The burden of proof should be on the policy maker and subsidizer to ensure the purported goals of spending tax many are met.

My wife works in public procurement for research, but there too suggesting such a thing is taboo.

This is of course by design: subsidies are a political tool for passivation of opposition, soft bribery and economic channeling of economic and societal outcomes. The less oversight and transparency the better.

The Flanders region only got a publicly and centralised database of (some) subsidy channels in 2019, after decades of liberal and right-leaning people lobbying for transparency.

There is no such initiative for our federal government.

4 comments

Why?

What is the harm in letting people live their lives producing art without a freaking OKR tracking their output?

I always find it fascinating how people assume that if you're not slaving away making someone else richer, it's a problem.
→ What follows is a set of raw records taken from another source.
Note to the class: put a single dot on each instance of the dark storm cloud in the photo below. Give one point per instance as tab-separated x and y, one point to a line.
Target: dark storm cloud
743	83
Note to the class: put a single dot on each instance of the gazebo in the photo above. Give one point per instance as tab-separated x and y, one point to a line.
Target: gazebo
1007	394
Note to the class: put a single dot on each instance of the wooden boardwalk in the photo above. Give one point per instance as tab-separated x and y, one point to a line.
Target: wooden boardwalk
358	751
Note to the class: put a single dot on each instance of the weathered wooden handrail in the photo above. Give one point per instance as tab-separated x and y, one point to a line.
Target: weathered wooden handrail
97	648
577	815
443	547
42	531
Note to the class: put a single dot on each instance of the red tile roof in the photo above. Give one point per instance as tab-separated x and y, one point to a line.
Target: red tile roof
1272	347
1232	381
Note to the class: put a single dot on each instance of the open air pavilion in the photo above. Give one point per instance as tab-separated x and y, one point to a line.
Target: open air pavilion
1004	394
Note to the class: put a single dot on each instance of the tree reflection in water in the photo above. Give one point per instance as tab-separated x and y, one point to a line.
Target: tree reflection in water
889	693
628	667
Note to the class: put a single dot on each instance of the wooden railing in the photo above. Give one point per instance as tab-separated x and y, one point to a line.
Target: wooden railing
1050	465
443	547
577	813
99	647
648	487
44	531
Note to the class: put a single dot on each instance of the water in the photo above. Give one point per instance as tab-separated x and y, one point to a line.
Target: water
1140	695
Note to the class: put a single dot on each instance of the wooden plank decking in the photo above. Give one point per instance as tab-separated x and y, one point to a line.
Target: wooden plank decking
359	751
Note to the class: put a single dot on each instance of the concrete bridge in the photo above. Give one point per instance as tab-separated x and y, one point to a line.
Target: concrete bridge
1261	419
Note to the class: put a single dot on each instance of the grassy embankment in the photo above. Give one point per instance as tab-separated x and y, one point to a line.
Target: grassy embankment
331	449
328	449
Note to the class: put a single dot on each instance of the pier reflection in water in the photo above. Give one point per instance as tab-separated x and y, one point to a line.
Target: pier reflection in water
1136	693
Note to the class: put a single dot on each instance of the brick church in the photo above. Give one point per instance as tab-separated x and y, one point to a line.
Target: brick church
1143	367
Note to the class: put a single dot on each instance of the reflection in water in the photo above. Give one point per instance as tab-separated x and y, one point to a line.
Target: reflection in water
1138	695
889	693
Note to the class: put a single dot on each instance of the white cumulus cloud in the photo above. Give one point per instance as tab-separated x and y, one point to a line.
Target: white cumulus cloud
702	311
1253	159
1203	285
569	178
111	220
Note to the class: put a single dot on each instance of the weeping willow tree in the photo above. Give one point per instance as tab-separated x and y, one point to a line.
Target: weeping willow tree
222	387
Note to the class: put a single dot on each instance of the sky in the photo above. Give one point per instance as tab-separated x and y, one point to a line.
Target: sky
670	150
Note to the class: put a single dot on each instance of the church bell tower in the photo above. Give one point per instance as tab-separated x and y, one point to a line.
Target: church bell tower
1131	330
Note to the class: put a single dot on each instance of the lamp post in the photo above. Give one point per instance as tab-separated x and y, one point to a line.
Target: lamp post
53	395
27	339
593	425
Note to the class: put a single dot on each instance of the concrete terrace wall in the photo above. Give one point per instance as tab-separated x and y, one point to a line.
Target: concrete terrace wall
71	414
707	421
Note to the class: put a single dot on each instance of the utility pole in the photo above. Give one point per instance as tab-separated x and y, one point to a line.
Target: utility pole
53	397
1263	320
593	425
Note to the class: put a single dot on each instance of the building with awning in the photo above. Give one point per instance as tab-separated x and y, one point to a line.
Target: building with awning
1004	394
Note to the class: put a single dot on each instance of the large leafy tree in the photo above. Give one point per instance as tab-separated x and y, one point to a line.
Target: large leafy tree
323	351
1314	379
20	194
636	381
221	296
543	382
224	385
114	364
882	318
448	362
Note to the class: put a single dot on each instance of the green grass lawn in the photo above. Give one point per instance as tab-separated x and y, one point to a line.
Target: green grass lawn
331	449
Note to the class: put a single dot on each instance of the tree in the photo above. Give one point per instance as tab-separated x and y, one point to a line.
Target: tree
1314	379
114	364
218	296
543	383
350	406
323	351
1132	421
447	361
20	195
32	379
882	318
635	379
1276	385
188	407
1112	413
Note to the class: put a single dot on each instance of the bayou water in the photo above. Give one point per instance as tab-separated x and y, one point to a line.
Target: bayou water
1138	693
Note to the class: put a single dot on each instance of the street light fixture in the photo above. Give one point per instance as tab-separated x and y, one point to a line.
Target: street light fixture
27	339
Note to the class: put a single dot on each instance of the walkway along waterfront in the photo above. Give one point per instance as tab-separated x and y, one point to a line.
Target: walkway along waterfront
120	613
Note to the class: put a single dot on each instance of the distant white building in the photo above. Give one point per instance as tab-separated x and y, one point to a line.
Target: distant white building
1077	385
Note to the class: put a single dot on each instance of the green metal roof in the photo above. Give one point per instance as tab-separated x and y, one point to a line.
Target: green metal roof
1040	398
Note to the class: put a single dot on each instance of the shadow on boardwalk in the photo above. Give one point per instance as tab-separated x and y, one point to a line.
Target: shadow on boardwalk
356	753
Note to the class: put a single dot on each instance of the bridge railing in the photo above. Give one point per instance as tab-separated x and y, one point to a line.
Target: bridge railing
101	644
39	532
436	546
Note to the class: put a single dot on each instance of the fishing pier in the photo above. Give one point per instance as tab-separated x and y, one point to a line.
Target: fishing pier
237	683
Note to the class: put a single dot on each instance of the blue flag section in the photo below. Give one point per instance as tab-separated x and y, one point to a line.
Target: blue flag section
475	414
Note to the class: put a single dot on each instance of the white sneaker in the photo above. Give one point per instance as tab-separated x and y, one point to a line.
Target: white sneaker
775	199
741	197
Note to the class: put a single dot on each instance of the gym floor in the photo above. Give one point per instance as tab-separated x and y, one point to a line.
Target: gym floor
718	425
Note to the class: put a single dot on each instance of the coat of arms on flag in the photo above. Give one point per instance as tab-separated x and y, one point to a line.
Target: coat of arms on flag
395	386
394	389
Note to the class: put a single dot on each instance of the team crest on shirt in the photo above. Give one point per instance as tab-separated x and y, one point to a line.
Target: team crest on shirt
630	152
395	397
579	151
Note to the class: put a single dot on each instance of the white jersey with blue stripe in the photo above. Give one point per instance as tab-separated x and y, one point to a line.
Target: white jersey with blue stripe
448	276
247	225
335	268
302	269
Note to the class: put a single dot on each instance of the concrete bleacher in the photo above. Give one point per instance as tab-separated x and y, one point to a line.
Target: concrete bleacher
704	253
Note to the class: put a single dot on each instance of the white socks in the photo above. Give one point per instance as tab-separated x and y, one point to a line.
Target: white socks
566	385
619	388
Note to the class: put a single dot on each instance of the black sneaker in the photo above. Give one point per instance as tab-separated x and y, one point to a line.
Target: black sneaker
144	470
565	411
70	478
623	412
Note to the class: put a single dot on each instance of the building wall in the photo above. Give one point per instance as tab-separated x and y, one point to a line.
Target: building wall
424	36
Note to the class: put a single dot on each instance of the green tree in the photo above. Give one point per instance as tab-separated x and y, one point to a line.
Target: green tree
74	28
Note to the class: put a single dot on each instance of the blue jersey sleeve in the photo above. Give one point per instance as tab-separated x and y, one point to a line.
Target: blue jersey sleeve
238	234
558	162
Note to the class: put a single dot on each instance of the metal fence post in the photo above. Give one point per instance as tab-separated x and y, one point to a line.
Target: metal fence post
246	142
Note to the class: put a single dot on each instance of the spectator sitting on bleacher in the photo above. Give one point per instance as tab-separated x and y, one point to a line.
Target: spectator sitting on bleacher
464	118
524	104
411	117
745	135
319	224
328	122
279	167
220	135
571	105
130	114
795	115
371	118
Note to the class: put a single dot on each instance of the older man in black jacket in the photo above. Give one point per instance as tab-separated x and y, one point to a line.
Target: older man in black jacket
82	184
The argument is always something in the lines of "I'm paying for it". Well, we all know that if the only people actually making money out of our society paid their fair share, we'd be able to subsidize programs like these and much more without a problem.

People contribute to society in ways other than working. We simply choose to not value any of it in today's society.

It's not like these people are buying yachts, right? It feels so petty to me when we complain about helping out people with the bare minimum.

The question is whether or not this money could serve Belgians better if spent elsewhere, even with the exact same goal of supporting artists. We measure outcomes because it ties up a finite resource.
How do you know they are in fact ‘producing art’ without keeping track via some system?

There are too many subsidy receivers for anyone to ever visit in their life, even if they spend 40 hours a week 50 weeks a year visiting them.

You can pay prizes after the fact for especially impressive art. Or even award grants in advance for especially impressive art-proposals. Similar to how we fund most academic research. That's likely to be a lot more effective than generalized subsidies if most art turns out to be just mediocre and forgettable.
> You would think policy makers have an obligation to track this, but they don't. There are no studies, KPIs or attempts at tracking effectiveness of subsidy policy.

Reminds me of education. Being from the most educated jurisdiction in the most educated country, everyone is sure we need to fund it, but nobody seems to know what we get from it. The usual suspects (stronger economy, more engaged society, more progressive socially, etc.) that everyone loves to attribute to education lag behind much of the rest of the much-less-educated world...

> The burden of proof should be on the policy maker and subsidizer to ensure the purported goals of spending tax many are met.

The burden on policy markers is simply to keep the bosses (i.e. the general public) happy. The burden of proof rests on the public at large to justify their goals to the policy makers, perhaps, but is that really necessary? If the people want something arbitrary because it makes them feel good, why not? The universe doesn't care.

That strikes me as likely to do more harm than good, and research is a good example. We already have major problems with research quality because publication quantity has risen as important metric. I can't think of a metric for art quality that wouldn't introduce all sorts of terrible incentives and disincentives.
So the alternative is nothing? If someone's receiving funding to create art, asking them to show that they've done something with that money and that they're not just buying booze/drugs and throwing parties for them and their friends with the money that the government is giving them to create art doesn't seem like asking too much.
That seems like a false dichotomy to me. Aren't there more ways to run things than a binary "user narrow numeric KPIs" vs "people doing absolutely anything"?
Given my understanding of the modern state of Art, they would simply pivot to making the parties be the artform.
Well, as long as I'm invited :)
>You would think policy makers have an obligation to track this, but they don't.

Its not for the policy makers to descide what is good art or not.